Stark gaps differentiated white and Asian students’ scores from those for blacks and Hispanics in many cases, including the following examples:
In third-grade math, about 89 percent of Asian students and 83 percent of white students reached the goal-level, compared to 62 percent for Hispanic pupils and 38 percent for black students.
In fifth-grade reading, 87 percent of white and Asian pupils hit the goal range, compared to 66 percent for Hispanic pupils and 52 percent for black students.
In seventh-grade writing, 87 percent of Asian students and 84 percent of white students attained goal-level marks, compared to 53 percent for Hispanic pupils and 37 percent for black students.
In CAPT science, 79 percent of white students and 64 percent of Asian pupils scored in the goal range, compared to 44 percent for Hispanic students.
Minority students — including black, Hispanic, Asian and multiracial pupils — make up about one-third of the district’s population.
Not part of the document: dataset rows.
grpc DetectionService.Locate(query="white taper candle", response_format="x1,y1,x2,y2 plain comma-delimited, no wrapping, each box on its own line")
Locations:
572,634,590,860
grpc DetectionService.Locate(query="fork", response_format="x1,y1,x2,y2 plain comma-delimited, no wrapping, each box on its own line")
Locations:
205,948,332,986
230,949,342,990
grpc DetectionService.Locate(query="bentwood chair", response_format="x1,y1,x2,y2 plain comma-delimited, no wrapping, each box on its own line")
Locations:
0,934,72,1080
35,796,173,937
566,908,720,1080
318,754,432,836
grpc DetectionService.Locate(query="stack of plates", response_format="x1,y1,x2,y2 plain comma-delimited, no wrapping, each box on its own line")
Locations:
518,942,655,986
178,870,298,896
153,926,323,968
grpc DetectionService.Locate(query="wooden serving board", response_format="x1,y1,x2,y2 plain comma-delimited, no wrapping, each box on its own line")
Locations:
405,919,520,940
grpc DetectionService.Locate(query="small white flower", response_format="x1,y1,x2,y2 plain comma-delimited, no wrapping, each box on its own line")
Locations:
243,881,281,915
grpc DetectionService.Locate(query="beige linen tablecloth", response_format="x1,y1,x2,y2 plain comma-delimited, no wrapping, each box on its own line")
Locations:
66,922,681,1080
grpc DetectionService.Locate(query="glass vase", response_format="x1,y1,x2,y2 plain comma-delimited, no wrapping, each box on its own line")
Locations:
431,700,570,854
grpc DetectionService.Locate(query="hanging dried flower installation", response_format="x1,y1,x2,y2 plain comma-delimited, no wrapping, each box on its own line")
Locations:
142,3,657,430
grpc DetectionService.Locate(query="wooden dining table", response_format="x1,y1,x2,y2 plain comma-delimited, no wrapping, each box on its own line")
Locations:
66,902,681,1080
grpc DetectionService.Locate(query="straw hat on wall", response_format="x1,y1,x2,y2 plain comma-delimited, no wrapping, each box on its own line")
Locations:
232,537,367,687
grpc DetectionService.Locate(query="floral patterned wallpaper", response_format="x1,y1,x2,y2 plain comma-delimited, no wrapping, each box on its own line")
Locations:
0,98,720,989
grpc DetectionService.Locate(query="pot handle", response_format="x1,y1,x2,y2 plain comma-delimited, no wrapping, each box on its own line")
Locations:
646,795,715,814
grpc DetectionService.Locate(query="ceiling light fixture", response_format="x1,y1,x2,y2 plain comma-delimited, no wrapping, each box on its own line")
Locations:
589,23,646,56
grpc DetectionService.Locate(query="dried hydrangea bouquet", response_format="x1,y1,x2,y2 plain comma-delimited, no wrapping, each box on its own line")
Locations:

At Hamilton Avenue and New Lebanon, the district’s two racially unbalanced schools, minority pupils account for about 70 percent of the populations.
We know Greenwich Time’s proposed solution to this: they hint at it twice in just the first few paragraphs of their editorial, but are other town Democrats on board? We already spend far more money on these schools than the rest, what’s next? Democrat School Board appointee Ramadamadingdong Tamm made herself unavailable for comment.